Dodd supposed he had to now. ‘Ay, sir.’

‘Well, hurry up, I don’t want a mob going with me.’

They went out through the sally-port to which Carey had the key and rode round to the fenced-off racecourse. Dodd had lost more money there than he cared to think about.

They left their horses at the other end of the course, securely tied. Then they went down to the end where the archery butts and the new shooting range were set up.

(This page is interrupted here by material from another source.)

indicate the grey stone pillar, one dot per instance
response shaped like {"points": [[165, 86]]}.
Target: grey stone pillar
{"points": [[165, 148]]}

It turned out that what Carey really wanted was to see how well Dodd could shoot with the Courtier’s own wheel-lock dags. Dodd thoroughly disliked firearms, and once he had warmed a little to the argument was a stout defender of longbows.

‘See ye, sir,’ he said, as Carey demonstrated how to wind up the lock which spun a wheel against the iron pyrites in the clamp, making the sparks that supposedly lit the fine powder in the pan and thus fired the gun. ‘See ye, an arrow kills ye just as deid as a bullet and I can put a dozen in the air while ye’re fiddling about with yer keys and all, sir.’

‘Well, try it anyway, Sergeant.’

‘Och, God,’ said Dodd under his breath, who hated loud noises in the morning. He took the dag, sighted along the barrel to the target and fired. The kick was not as brutal as a caliver, but the boom and the smell of gunpowder made his eyes water. Carey had the armoury caliver and was loading it briskly, lit the match in the lock, put the stock on his shoulder, took a sideways stance and aimed the gun. The roar nearly blew the top of Dodd’s head off and a hole appeared in the target, irritatingly close to the bull. Dodd’s bullet had puffed sand and sawdust a yard below the target.

Behind them the market traders from the city were setting up their stalls ready for the muster, being chivvied into their proper pitches by harassed aldermen’s servants. They had looked up at the sound of guns, but turned back to their own affairs once they saw that nobody was attacking.

‘Firearms are the future, Sergeant,’ said Carey didactically, while Dodd carefully swabbed, charged, loaded and wound up the dag again. ‘Anyone who’s fought on the Continent knows that.’

‘The future?’ repeated Dodd, thoroughly confused.

‘It takes five years to make a longbowman and six weeks to make an arquebusier, it’s as simple as that. This time remember it isn’t a bow, you don’t need to aim low at this distance. Think of a straight line from the muzzle to the bull.’

While he talked he was reloading the caliver, each movement precise, identical and rhythmic. Dodd watched, recognising something new in the way he did it. Carey smiled.

‘Dutch drill,’ he explained as he finished. ‘I’m planning to teach it to you and the men once we get hold of the guns.’ He stood square to the target, lifted and lowered the caliver to his shoulder and squinted as he aimed.